Introduction. Priapism is defined as an erectile disorder, in which erection persists uncontrollably without sexual purpose. The precise mechanisms involved in the development of sickle cell disease-associated priapism are ill defined.
Aim. To summarize the recent developments that increase our understanding of the molecular mechanisms of priapism.
Methods. This article reviews the literature (Medline search 2000–2010) that relates the key molecular signaling pathways that contribute to the development of priapism associated with sickle-cell disease. It focuses on basic science investigations using multiple animal models.
Main Outcome Measures. The reader will be informed of the most current research regarding the role of endothelial nitric oxide synthase, phosphodiesterase type 5 (PDE5), adenosine, RhoA/Rho-kinase (ROCK), and opiorphins in the pathophysiology of priapism.
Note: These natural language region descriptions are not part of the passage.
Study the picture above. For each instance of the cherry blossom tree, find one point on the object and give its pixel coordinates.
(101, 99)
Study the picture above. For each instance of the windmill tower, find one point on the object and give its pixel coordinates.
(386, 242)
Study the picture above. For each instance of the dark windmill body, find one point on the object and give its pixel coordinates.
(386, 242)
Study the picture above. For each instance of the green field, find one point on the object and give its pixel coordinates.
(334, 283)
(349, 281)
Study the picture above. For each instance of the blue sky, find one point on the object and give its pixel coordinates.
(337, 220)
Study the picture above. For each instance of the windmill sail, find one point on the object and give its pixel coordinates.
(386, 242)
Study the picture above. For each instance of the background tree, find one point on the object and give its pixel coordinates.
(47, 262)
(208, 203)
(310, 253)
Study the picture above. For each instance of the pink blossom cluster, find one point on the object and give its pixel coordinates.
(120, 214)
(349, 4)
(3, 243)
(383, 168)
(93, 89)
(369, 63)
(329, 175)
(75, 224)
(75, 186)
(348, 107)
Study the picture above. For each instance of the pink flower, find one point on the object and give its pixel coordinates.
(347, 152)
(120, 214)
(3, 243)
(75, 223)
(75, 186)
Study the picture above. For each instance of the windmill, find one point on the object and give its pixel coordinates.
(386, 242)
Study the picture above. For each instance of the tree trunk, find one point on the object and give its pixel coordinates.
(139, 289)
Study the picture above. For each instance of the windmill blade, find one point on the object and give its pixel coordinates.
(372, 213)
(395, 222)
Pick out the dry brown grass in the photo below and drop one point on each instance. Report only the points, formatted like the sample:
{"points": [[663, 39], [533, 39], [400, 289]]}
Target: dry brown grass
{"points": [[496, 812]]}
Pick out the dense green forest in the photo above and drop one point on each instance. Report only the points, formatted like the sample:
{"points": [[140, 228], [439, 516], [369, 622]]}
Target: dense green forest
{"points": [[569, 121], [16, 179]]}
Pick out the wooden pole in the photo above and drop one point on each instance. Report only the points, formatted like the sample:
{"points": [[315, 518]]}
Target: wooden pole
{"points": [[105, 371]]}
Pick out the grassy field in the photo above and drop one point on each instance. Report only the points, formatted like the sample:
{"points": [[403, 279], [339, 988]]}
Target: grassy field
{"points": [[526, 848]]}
Results. New concepts in the field of priapism research suggest that priapism often results from altered vascular homeostatic actions in the penis and is associated with deficient erection control mechanisms on a molecular level. A leading proposal in this regard is the notion of aberrant signaling of the endothelium-derived nitric oxide and PDE5 signal transduction pathway in the penis. Additionally, dysfunctional regulatory control of signal transduction systems which interact with this pathway such as adenosine and RhoA/Rho-kinase may contribute to the development of priapism. Recent investigations of opiorphins also demonstrate a role in regulating corporal smooth muscle tone and thereby dysregulation of erection physiology in priapism. These advances have paved the way for understanding this disorder as having a molecular pathogenesis.
Conclusions. As the science underlying priapism further emerges, increasingly effective therapeutics for sickle cell disease-associated priapism is certain to follow. Bivalacqua TJ, Musicki B, Kutlu O, and Burnett AL. New insights into the pathophysiology of sickle cell disease-associated priapism. J Sex Med 2012;9:79–87.